Rz: Poprzedni spektakl „Nie-boska komedia. Wszystko powiem Bogu!” Strzępki i Demirskiego przyniósł pana kreację w roli Orcia, która zaowocowała prestiżową Nagrodą im. Zelwerowicza dla najlepszego aktora sezonu. Kogo pan teraz zagra w „Triumfie woli”?

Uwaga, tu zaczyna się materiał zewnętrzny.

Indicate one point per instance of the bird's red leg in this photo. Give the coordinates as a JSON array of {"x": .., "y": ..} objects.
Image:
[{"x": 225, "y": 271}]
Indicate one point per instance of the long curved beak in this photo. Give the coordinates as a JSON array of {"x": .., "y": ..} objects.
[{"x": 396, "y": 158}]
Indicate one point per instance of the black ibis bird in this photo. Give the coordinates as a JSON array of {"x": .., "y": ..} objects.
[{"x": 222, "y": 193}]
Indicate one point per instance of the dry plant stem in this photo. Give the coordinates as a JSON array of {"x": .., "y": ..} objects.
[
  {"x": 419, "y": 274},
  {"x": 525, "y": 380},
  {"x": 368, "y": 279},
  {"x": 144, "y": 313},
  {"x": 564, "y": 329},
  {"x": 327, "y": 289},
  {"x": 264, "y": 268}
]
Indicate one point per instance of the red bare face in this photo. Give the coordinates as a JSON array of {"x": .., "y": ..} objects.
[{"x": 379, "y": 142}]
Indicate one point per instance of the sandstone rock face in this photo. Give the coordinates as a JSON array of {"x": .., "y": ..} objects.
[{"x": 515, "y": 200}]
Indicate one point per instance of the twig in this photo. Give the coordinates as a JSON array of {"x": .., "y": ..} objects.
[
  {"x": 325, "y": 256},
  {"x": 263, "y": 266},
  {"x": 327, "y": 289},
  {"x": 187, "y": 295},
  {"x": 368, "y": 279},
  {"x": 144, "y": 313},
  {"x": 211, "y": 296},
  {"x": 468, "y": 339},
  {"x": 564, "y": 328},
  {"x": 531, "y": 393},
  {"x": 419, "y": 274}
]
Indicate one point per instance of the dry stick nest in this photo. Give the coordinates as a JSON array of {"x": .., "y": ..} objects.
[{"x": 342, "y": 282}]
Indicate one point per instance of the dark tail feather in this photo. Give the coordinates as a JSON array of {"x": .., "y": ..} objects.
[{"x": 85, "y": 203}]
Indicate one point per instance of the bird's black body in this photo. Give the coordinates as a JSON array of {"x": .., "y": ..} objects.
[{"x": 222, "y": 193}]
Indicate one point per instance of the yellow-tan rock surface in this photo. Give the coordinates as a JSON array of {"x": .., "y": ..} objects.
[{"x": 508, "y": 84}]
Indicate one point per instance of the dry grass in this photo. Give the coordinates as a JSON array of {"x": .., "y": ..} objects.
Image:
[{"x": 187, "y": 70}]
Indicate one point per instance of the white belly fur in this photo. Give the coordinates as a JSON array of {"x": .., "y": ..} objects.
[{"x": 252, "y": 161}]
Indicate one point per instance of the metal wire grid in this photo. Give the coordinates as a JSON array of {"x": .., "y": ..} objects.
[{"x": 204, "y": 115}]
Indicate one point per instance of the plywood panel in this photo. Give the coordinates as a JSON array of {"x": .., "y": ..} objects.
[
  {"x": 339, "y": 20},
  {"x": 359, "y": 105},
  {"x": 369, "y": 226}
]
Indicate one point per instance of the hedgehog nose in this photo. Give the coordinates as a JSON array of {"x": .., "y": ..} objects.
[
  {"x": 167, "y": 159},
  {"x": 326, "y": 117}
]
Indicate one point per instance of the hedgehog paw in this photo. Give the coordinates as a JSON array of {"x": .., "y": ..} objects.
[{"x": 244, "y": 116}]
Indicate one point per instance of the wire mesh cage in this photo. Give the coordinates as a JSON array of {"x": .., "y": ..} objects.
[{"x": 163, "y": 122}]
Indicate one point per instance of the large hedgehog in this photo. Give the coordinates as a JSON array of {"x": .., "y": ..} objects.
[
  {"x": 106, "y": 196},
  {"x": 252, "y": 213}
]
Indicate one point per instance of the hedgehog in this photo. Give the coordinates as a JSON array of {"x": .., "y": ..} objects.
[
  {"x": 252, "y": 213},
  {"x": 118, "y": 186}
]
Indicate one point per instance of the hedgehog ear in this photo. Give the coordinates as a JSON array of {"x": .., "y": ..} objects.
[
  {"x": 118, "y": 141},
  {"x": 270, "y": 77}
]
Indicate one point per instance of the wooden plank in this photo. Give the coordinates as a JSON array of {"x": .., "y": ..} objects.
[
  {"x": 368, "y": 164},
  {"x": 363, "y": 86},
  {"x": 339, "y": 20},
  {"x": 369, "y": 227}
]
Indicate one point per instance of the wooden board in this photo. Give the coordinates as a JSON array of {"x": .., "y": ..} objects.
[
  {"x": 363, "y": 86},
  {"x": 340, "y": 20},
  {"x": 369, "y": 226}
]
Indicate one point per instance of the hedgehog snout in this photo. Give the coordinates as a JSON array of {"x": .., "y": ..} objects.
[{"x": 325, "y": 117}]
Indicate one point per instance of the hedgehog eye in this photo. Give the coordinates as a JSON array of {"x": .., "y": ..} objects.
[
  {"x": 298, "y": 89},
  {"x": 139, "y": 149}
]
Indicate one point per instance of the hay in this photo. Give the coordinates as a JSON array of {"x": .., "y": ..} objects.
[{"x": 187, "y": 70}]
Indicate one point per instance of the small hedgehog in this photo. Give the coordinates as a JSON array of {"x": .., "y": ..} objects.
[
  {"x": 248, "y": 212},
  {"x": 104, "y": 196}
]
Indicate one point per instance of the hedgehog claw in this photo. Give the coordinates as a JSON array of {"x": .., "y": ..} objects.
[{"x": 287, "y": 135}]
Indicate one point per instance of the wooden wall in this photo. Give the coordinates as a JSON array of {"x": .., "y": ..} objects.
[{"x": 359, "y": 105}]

Juliusz Chrząstowski: Wbrew pozorom nie jest mi łatwo odpowiedzieć na to pytanie. W dramatach Pawła Demirskiego pisanych w trakcie prób, kiedy to proces twórczy spektaklu zazębia się z powstawaniem tekstu, aktorzy często grają kilka postaci, które składają się w efekcie na jedną rolę, pewną figurę sceniczną, osobowość. W przypadku „Triumfu woli” moja postać nazywa się Dumny i Wściekły, a składa się na nią autentyczna historia człowieka, który „uratował pingwina z oleistej maziaji i potem co roku go ten pingwin odwiedzał, by mogli razem postać w oceanie”, jak również górnika walijskiego, który pod wpływem zamknięcia kopalni jest zmuszony przyjąć pomoc od gejów i lesbijek, którzy jako jedyni pospieszyli na pomoc strajkującym górnikom w Walii w 1984 roku.

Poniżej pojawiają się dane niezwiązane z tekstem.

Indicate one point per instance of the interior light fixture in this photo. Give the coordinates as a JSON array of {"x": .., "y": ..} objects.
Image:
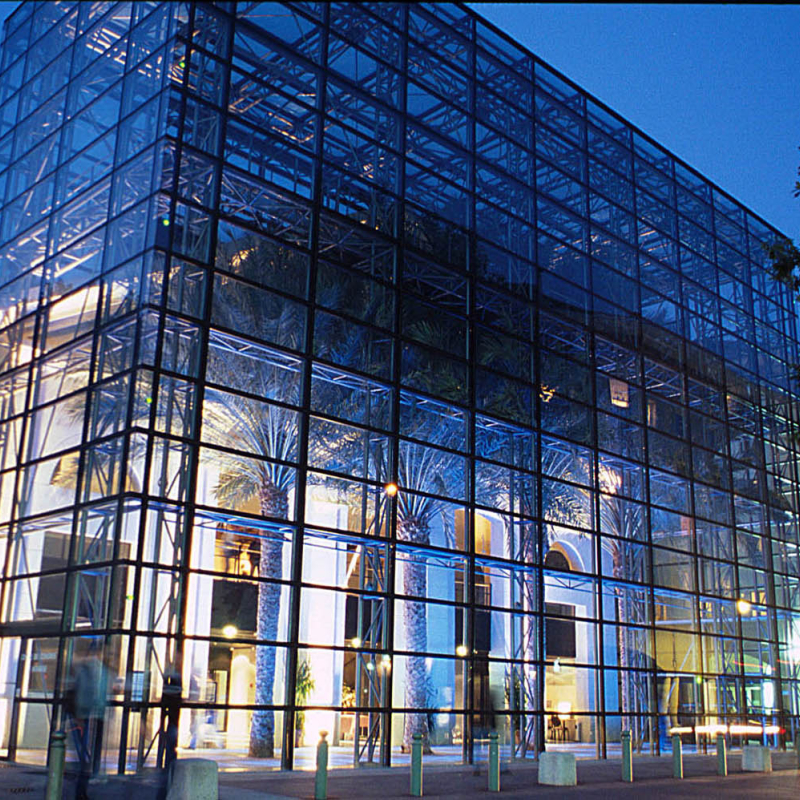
[
  {"x": 229, "y": 631},
  {"x": 743, "y": 606}
]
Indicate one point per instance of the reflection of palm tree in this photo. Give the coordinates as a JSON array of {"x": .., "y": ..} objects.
[
  {"x": 256, "y": 431},
  {"x": 415, "y": 513},
  {"x": 421, "y": 469},
  {"x": 266, "y": 431}
]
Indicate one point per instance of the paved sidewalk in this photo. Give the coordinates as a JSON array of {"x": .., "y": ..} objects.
[{"x": 596, "y": 779}]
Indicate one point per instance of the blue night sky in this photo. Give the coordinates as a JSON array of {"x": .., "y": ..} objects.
[{"x": 715, "y": 84}]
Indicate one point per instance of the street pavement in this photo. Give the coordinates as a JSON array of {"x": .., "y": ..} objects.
[{"x": 596, "y": 779}]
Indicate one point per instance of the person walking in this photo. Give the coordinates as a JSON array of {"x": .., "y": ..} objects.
[
  {"x": 87, "y": 701},
  {"x": 171, "y": 702}
]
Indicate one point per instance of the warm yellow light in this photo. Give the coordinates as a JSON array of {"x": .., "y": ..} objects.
[{"x": 743, "y": 606}]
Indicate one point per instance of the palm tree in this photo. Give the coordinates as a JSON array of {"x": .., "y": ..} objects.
[{"x": 259, "y": 438}]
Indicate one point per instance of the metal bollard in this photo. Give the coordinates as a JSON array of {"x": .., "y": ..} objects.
[
  {"x": 722, "y": 756},
  {"x": 321, "y": 781},
  {"x": 416, "y": 765},
  {"x": 677, "y": 756},
  {"x": 55, "y": 766},
  {"x": 627, "y": 762},
  {"x": 494, "y": 762}
]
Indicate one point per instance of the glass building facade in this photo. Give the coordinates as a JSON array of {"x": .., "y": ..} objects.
[{"x": 368, "y": 375}]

O czym będzie spektakl i jak przebiegają próby?
Duet Strzępka/Demirski przyjechał do Starego Teatru z zamiarem zrobienia przedstawienia pozytywnego w przesłaniu, czyli spektaklu zupełnie innego niż wszystkie do tej pory. A dotychczas świat przez nich pokazywany był raczej mroczny.
Czy teatr pokazujący jasną stronę człowieka będzie ciekawy i czy taki spektakl rzeczywiście jest w stanie nastroić widza pozytywnie, dzisiaj, w czasie raczej niespokojnym? Jeszcze tego nie wiemy, ale kroczymy tą drogą w nieznane pełni zapału.